In addition to the weight of this collective grief, many of us have personal tragedies. Loss of a loved one, a job, financial security, etc.
And whatever happens next, we know it will be different.
Last weekend, I took my daughter back to her college campus to pack up the rest of her stuff. The dorm was empty, the campus deserted. Looking around, my heart hurt for her, for all the life that was normally there – for the students, the activities, the camaraderie, the shared experiences. And for the city with its deserted streets, shuttered businesses.
I came home to discover that my dog was losing mobility in his back legs. He has been an active and involved family member for 16 years, originally coming to us in 2004, to help us run the school we opened that same year.
I felt angry, and sad, and wanted it all to be like it was before!
So how do we manage all this pain?
This grief, both personal and collective, can feel oppressive.
Using Elisabeth Kubler-Ross’ stages of grief can help us process.
They are:
Denial
Anger
Depression
Bargaining
Acceptance
Where are you?
Denial
Denial is a common response, and evidence of it is widespread. All you have to do is listen to a few global leaders!

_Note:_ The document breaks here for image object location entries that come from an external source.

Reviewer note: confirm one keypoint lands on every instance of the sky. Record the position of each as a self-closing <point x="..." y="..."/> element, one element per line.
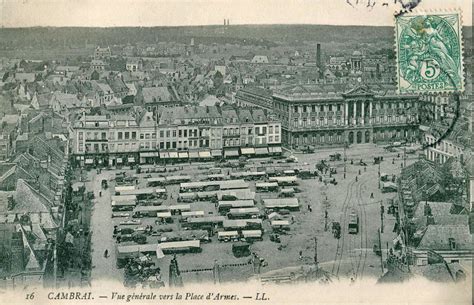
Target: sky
<point x="109" y="13"/>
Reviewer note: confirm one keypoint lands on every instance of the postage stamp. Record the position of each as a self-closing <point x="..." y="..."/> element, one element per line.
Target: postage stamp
<point x="429" y="53"/>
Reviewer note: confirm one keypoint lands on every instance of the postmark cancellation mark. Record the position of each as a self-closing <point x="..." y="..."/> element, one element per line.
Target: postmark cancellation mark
<point x="429" y="50"/>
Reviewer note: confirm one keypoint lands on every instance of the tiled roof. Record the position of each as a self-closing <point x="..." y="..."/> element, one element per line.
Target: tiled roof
<point x="437" y="237"/>
<point x="28" y="200"/>
<point x="158" y="94"/>
<point x="67" y="100"/>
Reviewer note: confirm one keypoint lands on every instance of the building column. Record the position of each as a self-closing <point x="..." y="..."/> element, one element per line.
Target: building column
<point x="363" y="113"/>
<point x="346" y="113"/>
<point x="354" y="116"/>
<point x="370" y="112"/>
<point x="326" y="109"/>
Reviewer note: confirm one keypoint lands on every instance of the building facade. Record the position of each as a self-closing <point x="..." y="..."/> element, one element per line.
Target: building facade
<point x="176" y="133"/>
<point x="337" y="119"/>
<point x="441" y="150"/>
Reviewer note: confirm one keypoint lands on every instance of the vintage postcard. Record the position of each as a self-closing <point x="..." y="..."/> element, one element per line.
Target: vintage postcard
<point x="236" y="151"/>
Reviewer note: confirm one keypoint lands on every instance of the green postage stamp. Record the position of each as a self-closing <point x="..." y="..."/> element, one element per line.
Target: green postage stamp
<point x="429" y="53"/>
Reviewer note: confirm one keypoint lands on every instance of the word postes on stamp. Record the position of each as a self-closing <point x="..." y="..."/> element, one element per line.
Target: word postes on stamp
<point x="429" y="49"/>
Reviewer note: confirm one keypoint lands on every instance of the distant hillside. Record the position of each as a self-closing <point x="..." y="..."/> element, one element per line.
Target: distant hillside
<point x="244" y="34"/>
<point x="266" y="35"/>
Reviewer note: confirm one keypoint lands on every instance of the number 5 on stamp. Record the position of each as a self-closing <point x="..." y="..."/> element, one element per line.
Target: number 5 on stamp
<point x="429" y="53"/>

We do it personally, too, whenever we’re in a pattern of avoidance.
Denial is a familiar place for me to be, especially now. If I don’t leave my house for days on end, I can pretend things are okay, even if I follow the news! Without physically experiencing closed stores, businesses and homeless encampments, I can easily intellectualize the suffering, rather than feel the aching loss.
Know what I mean?
Anger
Have you felt that?
Lots of people have. And there are loads of good reasons to be angry. Maybe it’s anger at what we’ve lost: countless peoples’ lives, freedom, economic output, connection, leadership... Maybe it’s anger at feeling helpless or hopeless, or both.
Depression
Some of us are experiencing depression. And as isolation from social distancing continues, more and more people seem to be experiencing depression.
Things feel bleak and eternal, hopeless. People feel lonely, disconnected.
Bargaining
Have you tried bargaining? You know this phase.
“Please, if I agree to never eat chips again, ______.” Or “I’ll do the rosary every day if only you will ____.”
Bargaining can make us feel productive, but it always requires sacrifice.
Acceptance
Hopefully we can, personally and collectively, get to acceptance.
Acceptance is being okay with whatever is occurring right now, and with whatever you are feeling right now. Even when you don’t like it.
Some say acceptance takes time.
But it also takes willingness.
A willingness to let go of what we wanted. A willingness to be at peace with what is. A willingness to trust that whatever unfolds is alright, too. Even if it is totally different.
Acceptance is like surrender. Releasing what we wanted to allow for God’s plan.
Acceptance doesn’t mean quitting. But it does mean no longer fighting against change.
The invitation is for us to open to possibility of what could be.
Hopefulness then becomes the antidote to despair and longing.
Perhaps Kubler-Ross’ steps can lay out a trail you can follow to help you arrive safely at acceptance, hopefulness and new beginnings.